To extract whole-genome sequences for a particular species, you will use the function get_genome(). For a single species, get_genome() takes a species ID and returns a DNAStringSet object.

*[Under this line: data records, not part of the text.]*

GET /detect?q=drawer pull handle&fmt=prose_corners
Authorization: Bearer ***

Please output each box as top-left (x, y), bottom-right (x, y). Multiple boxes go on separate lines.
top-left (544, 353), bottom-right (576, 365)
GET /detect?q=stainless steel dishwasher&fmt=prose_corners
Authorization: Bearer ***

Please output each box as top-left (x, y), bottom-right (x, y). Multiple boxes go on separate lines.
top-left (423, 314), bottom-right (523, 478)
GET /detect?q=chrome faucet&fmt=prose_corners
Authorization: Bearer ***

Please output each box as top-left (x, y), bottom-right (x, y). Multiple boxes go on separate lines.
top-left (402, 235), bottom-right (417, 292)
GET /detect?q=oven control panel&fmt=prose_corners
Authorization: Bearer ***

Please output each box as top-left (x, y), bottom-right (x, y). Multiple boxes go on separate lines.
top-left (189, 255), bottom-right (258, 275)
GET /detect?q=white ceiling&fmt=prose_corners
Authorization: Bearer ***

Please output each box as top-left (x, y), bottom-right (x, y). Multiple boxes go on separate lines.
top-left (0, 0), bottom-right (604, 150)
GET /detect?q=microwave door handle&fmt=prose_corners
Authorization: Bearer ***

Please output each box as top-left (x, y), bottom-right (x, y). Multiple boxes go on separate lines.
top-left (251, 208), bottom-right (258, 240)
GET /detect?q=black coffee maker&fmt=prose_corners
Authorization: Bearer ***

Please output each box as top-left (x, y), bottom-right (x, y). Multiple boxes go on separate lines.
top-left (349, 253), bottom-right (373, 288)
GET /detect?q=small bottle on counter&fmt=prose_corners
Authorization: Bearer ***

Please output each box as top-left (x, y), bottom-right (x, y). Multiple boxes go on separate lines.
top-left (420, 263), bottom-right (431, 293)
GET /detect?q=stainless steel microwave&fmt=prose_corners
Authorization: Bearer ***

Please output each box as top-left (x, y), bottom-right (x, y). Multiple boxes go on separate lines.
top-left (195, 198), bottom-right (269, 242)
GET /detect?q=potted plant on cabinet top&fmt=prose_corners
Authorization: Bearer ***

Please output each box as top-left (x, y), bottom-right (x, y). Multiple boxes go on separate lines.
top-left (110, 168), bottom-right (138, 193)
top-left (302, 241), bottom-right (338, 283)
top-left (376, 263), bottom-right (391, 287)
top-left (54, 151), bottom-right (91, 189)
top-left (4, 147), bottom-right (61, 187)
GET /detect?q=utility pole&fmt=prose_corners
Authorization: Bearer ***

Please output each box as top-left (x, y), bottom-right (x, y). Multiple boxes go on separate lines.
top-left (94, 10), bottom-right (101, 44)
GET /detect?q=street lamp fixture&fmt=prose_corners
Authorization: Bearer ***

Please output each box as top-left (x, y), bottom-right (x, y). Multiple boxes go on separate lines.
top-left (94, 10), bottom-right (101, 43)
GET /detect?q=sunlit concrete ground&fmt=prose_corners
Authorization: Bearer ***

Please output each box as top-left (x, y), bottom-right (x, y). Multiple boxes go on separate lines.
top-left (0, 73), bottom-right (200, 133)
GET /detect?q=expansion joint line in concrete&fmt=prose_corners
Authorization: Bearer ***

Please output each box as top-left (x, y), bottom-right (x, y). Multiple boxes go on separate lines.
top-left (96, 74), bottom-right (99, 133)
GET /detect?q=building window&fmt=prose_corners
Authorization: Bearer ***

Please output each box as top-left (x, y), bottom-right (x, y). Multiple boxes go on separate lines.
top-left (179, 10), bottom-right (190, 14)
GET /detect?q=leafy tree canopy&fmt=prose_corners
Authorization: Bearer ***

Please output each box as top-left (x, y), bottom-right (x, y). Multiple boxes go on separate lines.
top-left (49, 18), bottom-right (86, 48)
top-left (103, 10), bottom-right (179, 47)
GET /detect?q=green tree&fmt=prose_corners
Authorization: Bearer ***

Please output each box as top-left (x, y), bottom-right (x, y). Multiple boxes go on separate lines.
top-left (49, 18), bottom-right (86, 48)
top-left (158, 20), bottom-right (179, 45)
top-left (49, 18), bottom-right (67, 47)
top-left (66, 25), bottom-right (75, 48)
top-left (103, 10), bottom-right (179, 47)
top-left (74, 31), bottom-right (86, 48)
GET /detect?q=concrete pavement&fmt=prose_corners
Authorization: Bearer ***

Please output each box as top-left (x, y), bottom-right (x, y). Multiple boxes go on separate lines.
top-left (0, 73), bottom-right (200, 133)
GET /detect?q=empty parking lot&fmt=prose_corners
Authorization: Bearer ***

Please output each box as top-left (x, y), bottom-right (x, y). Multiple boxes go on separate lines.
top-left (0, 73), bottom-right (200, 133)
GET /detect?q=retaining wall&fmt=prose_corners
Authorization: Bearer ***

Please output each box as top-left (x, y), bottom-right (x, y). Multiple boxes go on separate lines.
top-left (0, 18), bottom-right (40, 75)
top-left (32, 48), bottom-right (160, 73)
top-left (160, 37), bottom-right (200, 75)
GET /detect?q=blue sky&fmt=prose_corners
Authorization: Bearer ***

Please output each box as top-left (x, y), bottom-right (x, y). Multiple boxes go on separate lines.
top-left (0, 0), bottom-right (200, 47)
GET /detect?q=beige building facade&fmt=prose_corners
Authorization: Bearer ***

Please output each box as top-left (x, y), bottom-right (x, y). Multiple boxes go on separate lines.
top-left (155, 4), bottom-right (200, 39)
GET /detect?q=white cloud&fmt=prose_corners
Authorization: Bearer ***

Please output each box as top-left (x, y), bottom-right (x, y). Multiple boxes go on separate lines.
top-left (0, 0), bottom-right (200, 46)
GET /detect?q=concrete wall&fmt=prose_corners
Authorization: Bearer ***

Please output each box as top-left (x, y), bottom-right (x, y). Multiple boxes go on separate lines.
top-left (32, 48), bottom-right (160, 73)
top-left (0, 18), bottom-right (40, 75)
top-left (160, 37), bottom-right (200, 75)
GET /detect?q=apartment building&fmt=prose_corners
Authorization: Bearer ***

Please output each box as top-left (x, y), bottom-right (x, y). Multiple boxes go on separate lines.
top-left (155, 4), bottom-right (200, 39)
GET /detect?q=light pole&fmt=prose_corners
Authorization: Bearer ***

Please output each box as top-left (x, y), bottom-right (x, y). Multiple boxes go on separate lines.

To demonstrate it, let’s obtain the whole genome of Arabidopsis thaliana.

# Retrieve genome of Arabidopsis thaliana
ath_genome <- get_genome("ath")

ath_genome
#> DNAStringSet object of length 7:
#>        width seq                                            names               
#> [1] 30427671 CCCTAAACCCTAAACCCTAAAC...TTTAGGGTTTAGGGTTTAGGG Chr1
#> [2] 19698289 NNNNNNNNNNNNNNNNNNNNNN...TTTAGGGTTTAGGGTTTAGGG Chr2
#> [3] 23459830 NNNNNNNNNNNNNNNNNNNNNN...TAAACCCTAAACCCTAAACCC Chr3
#> [4] 18585056 NNNNNNNNNNNNNNNNNNNNNN...GTTTAGGGTTTAGGGTTTAGG Chr4
#> [5] 26975502 TATACCATGTACCCTCAACCTT...AGGATTTAGGGTTTTTAGATC Chr5
#> [6]   154478 ATGGGCGAACGACGGGAATTGA...AATAACTTGGTCCCGGGCATC ChrC
#> [7]   366924 GGATCCGTTCGAAACAGGTTAG...AGAATGGAAACAAACCGGATT ChrM

For multiple species, get_genome() takes a vector of species IDs and returns a list of DNAStringSet objects.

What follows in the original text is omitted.